DCNv4

News

Jan 15, 2024: 🚀 Compared with InternImage, the new FlashInternImage powered with DCNv4 has faster inference speed, faster convergence, and better performance!!!
Jan 15, 2024: 🚀 "DCNv4" is released！

Introduction

We introduce Deformable Convolution v4 (DCNv4), a highly efficient and effective operator designed for a broad spectrum of vision applications. DCNv4 addresses the limitations of its predecessor, DCNv3, with two key enhancements: 1. removing softmax normalization in spatial aggregation to enhance its dynamic property and expressive power and 2. optimizing memory access to minimize redundant operations for speedup.

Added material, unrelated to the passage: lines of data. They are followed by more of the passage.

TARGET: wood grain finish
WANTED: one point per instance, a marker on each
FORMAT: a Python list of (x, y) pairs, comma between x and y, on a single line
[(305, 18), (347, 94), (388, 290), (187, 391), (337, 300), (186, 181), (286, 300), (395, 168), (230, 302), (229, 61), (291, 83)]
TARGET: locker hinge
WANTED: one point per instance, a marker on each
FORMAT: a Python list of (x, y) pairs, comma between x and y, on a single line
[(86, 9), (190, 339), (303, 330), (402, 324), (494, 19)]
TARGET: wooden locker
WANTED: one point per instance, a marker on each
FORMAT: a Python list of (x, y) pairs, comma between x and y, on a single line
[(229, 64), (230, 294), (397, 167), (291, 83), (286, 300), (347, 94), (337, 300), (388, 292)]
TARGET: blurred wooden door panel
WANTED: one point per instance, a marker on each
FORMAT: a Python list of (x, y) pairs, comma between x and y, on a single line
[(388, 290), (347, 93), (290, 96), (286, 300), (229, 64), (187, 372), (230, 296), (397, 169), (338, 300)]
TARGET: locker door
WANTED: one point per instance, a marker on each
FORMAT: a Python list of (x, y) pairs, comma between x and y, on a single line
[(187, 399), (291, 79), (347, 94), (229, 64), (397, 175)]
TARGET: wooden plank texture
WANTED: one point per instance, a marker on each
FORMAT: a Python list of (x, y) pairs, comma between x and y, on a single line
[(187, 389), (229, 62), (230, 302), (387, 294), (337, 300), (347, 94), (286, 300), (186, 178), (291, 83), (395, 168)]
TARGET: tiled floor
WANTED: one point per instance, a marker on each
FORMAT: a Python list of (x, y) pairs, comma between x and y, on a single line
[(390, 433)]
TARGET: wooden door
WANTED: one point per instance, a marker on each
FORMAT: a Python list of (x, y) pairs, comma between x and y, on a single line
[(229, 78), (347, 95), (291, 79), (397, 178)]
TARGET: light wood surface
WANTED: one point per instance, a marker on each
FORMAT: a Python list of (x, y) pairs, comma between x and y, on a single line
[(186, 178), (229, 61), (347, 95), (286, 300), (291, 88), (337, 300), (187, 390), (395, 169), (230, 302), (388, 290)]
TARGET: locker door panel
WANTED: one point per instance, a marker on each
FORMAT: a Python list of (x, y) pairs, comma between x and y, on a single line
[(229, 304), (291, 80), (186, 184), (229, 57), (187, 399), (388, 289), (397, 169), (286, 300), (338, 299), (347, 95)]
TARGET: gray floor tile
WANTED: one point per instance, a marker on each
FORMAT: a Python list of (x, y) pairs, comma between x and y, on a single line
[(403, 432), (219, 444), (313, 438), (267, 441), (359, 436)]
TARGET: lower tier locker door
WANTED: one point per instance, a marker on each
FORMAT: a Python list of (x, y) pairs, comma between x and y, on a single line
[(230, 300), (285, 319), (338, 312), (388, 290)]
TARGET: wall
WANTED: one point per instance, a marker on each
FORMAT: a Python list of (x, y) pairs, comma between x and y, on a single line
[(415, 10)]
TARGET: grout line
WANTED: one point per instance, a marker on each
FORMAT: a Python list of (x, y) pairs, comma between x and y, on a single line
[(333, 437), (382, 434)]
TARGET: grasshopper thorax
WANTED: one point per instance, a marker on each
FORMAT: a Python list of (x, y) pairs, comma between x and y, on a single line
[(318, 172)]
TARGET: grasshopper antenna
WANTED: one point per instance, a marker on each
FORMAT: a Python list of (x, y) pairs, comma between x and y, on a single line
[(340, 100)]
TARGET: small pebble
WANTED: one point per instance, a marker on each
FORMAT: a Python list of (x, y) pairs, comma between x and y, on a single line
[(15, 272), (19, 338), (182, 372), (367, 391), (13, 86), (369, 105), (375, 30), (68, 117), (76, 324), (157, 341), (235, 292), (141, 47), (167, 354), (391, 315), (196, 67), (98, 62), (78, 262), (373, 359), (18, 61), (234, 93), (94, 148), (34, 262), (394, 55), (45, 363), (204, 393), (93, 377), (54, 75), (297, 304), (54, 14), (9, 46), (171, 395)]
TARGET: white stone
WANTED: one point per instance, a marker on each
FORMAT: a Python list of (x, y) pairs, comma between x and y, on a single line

These improvements result in a significantly faster convergence compared to DCNv3 and a substantial increase in processing speed, with DCNv4 achieving more than three times the forward speed. DCNv4 demonstrates exceptional performance across various tasks, including image classification, instance and semantic segmentation, and notably, image generation. When integrated into generative models like U-Net in the latent diffusion model, DCNv4 outperforms its baseline, underscoring its possibility to enhance generative models. In practical applications, replacing DCNv3 with DCNv4 in the InternImage model to create FlashInternImage results in up to 80% speed increase and further performance improvement without further modifications. The advancements in speed and efficiency of DCNv4, combined with its robust performance across diverse vision tasks, show its potential as a foundational building block for future vision models.

Released Models

ImageNet Image Classification

name	pretrain	resolution	acc@1	#param	download
FlashInternImage-T	ImageNet-1K	224x224	83.6	30M	ckpt \| cfg
FlashInternImage-S	ImageNet-1K	224x224	84.4	50M	ckpt \| cfg
FlashInternImage-B	ImageNet-1K	224x224	84.9	97M	ckpt \| cfg
FlashInternImage-L	ImageNet-22K	384x384	88.1	223M	ckpt \| cfg

COCO Object Detection and Instance Segmentation

backbone	method	schd	box mAP	mask mAP	Config	Download
FlashInternImage-T	Mask-RCNN	1x	48.0	43.1	config	ckpt \| log
FlashInternImage-T	Mask-RCNN	3x	49.5	44.0	config	ckpt \| log
FlashInternImage-S	Mask-RCNN	1x	49.2	44.0	config	ckpt \| log
FlashInternImage-S	Mask-RCNN	3x	50.5	44.9	config	ckpt \| log
FlashInternImage-B	Mask-RCNN	1x	50.1	44.5	config	ckpt \| log
FlashInternImage-B	Mask-RCNN	3x	50.6	45.4	config	ckpt \| log

backbone	method	schd	box mAP	mask mAP	Config	Download
FlashInternImage-L	Cascade Mask R-CNN	1x	55.6	48.2	config	ckpt \| log
FlashInternImage-L	Cascade Mask R-CNN	3x	56.7	48.9	config	ckpt

backbone	method	lr type	pretrain	schd	box mAP	Config	Download
FlashInternImage-T	DINO	layer-wise lr	ImageNet-1K	1x	54.7	config	ckpt \| log
FlashInternImage-S	DINO	layer-wise lr	ImageNet-1K	1x	55.3	config	ckpt \| log
FlashInternImage-B	DINO	layer-wise lr	ImageNet-1K	1x	56.0	config	ckpt \| log
FlashInternImage-L	DINO	0.1x backbone lr	ImageNet-22K	1x	58.8	config	ckpt \| log

ADE20K Semantic Segmentation

backbone	method	resolution	mIoU (ss/ms)	Config	Download
FlashInternImage-T	UperNet	512x512	49.3 / 50.3	config	ckpt \| log
FlashInternImage-S	UperNet	512x512	50.6 / 51.6	config	ckpt \| log
FlashInternImage-B	UperNet	512x512	52.0 / 52.6	config	ckpt \| log
FlashInternImage-L	UperNet	640x640	55.6 / 56.0	config	ckpt \| log

backbone	method	resolution	mIoU (ss)	Config	Download
FlashInternImage-T	Mask2Former	512x512	51.2	config	ckpt \| log
FlashInternImage-S	Mask2Former	640x640	52.6	config	ckpt \| log
FlashInternImage-B	Mask2Former	640x640	53.4	config	ckpt \| log
FlashInternImage-L	Mask2Former	640x640	56.7	config	ckpt \| log

Citations

If this work is helpful for your research, please consider citing the following BibTeX entry.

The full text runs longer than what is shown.